My belief is that a religious rather than historical or sociological answer must, in the end, be given to this question. The English theologian P. T. Forsythe once wrote, "If within us we have nothing above us we soon succumb to what is around us." The history recounted above suggests that the internal life of ECUSA may well lack a transcendent point of reference-one that can serve as a counter balance to the social forces that play upon it. A certain vacuity at the center is suggested also by an analysis of the theology that currently dominates ECUSA's pulpits. The standard sermon in outline runs something like this: "God is love, God's love is inclusive, God acts in justice to see that everyone is included, we therefore ought to be co-actors and co-creators with God to make the world over in the way he wishes."

Here is the theological projection of a society built upon preference-one in which the inclusion of preference within common life is the be all and end all of the social system. ECUSA's God has become the image of this society. Gone is the notion of divine judgment (save upon those who may wish to exclude someone), gone is the notion of radical conversion, gone is the notion of a way of life that requires dying to self and rising to newness of life in conformity with God's will. In place of the complex God revealed in Christ Jesus, a God of both judgment and mercy, a God whose law is meant to govern human life, we now have a God who is love and inclusion without remainder. The projected God of the liberal tradition is, in the end, no more than an affirmer of preferences. This view of God is, furthermore, acted upon by an increasing number of ECUSA's clergy who now regularly invite non-baptized people to share in the Holy Eucharist. It's just a matter of hospitality-of welcoming difference. An inclusive God, it would seem, requires an inclusive sacramental system.

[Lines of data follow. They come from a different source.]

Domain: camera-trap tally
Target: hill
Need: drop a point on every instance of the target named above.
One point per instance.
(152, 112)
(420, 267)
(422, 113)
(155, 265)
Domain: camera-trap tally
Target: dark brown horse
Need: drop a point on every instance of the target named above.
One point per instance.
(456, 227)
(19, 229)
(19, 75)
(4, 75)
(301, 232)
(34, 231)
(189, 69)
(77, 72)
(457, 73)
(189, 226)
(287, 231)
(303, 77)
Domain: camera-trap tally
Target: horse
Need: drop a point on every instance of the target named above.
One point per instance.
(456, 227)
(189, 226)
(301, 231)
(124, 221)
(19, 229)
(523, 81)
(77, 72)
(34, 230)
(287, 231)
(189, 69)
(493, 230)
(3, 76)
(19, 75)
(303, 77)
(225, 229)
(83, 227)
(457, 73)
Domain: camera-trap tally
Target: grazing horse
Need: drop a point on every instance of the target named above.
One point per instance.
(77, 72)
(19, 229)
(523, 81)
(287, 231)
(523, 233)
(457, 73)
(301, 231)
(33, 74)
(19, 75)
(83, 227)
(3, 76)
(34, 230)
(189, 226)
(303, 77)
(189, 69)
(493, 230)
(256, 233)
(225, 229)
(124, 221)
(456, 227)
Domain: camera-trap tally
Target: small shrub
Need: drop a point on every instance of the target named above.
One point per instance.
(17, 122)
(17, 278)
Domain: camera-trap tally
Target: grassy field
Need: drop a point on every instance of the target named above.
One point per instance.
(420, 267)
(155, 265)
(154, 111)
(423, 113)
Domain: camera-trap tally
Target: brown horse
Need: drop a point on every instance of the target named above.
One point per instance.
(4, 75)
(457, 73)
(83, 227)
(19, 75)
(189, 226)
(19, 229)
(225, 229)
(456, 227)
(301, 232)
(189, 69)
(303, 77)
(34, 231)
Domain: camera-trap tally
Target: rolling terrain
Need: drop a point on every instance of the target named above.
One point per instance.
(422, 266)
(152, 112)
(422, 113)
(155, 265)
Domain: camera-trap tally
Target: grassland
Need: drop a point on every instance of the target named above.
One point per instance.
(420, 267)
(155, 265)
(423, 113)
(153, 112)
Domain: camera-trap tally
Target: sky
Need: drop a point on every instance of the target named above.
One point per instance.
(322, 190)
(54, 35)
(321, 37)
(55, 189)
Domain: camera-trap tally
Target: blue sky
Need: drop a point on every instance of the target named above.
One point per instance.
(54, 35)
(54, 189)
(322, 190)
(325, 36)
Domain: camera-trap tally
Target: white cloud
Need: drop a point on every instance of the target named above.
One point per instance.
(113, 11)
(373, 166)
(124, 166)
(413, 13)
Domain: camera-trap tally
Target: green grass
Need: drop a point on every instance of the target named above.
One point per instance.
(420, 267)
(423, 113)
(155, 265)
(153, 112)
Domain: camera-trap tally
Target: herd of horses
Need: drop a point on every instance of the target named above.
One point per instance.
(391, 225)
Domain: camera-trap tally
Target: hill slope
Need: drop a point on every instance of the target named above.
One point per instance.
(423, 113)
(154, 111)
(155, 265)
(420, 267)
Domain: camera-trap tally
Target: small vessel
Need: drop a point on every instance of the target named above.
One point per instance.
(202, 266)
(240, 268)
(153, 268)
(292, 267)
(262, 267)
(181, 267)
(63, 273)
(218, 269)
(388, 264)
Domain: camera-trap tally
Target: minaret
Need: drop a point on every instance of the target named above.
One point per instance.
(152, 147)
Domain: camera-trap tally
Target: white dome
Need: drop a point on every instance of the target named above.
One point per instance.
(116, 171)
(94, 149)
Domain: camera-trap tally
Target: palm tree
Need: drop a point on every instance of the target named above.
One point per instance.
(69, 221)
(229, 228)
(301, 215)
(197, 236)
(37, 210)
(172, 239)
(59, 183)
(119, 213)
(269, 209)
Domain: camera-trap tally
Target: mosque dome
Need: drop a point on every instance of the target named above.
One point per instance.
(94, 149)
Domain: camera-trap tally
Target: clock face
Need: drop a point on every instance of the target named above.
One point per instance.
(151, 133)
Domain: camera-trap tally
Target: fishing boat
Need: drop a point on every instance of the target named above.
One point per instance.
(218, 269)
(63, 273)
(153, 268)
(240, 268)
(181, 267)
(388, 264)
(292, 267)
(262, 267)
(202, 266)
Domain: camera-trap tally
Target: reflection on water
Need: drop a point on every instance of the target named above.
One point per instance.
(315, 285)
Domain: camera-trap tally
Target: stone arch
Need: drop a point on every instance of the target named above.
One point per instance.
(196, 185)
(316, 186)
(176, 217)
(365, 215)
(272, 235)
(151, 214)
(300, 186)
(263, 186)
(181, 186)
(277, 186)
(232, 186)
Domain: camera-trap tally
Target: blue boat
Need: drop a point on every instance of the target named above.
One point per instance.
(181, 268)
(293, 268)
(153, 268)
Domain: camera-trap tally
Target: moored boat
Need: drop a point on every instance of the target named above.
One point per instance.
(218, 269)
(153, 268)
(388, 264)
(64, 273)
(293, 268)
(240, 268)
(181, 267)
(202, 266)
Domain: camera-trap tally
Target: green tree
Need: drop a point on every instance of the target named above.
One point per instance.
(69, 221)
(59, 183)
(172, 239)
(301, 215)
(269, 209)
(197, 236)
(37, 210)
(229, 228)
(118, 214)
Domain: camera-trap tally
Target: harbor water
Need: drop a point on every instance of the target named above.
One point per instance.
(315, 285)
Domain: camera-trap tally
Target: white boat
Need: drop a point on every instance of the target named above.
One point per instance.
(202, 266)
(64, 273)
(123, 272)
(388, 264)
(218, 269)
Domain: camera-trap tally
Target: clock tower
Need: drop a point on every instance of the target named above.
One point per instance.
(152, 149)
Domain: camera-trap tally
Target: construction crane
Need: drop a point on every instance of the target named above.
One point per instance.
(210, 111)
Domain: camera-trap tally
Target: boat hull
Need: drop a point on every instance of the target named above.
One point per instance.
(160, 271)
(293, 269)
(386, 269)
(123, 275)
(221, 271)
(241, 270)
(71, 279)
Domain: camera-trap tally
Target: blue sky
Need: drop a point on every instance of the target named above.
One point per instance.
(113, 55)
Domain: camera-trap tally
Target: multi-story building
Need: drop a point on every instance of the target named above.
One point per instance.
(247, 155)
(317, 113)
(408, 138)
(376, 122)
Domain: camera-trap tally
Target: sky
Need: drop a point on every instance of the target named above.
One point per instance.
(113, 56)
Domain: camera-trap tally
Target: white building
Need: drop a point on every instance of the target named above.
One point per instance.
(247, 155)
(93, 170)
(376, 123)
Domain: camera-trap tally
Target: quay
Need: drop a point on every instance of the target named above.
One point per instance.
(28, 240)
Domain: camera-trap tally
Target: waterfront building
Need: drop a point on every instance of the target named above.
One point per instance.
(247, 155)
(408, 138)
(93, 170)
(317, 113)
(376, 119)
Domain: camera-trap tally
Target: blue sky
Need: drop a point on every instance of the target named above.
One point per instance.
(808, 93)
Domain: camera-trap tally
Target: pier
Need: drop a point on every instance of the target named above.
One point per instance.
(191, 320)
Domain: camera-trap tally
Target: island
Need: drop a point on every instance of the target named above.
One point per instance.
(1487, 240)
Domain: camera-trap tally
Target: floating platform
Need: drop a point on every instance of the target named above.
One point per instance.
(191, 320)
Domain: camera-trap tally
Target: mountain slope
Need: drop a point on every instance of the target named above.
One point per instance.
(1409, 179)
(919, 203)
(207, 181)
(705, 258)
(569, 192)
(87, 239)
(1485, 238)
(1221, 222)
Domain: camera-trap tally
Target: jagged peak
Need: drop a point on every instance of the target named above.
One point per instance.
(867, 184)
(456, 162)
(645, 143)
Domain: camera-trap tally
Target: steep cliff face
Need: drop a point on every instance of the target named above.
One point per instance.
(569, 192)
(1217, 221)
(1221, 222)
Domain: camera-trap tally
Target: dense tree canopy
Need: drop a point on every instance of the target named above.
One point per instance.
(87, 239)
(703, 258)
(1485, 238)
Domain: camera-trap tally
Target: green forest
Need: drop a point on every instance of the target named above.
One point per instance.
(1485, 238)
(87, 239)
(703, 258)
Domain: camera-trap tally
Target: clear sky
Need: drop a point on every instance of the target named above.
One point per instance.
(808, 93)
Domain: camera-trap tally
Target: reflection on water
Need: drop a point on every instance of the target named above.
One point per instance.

[Note: if Turner is right - and I think he is so - then we are all at fault and not least those who think that the only real thing wrong with the ECUSA is its adoption of the gay agenda. Its various innovations of the last fifty years all together are examples of the spirit that Turner so well explains. Reform and renewal are needed root and branch in American Anglicanism, and one branch is the gay issue - but there are a lot of others as well!]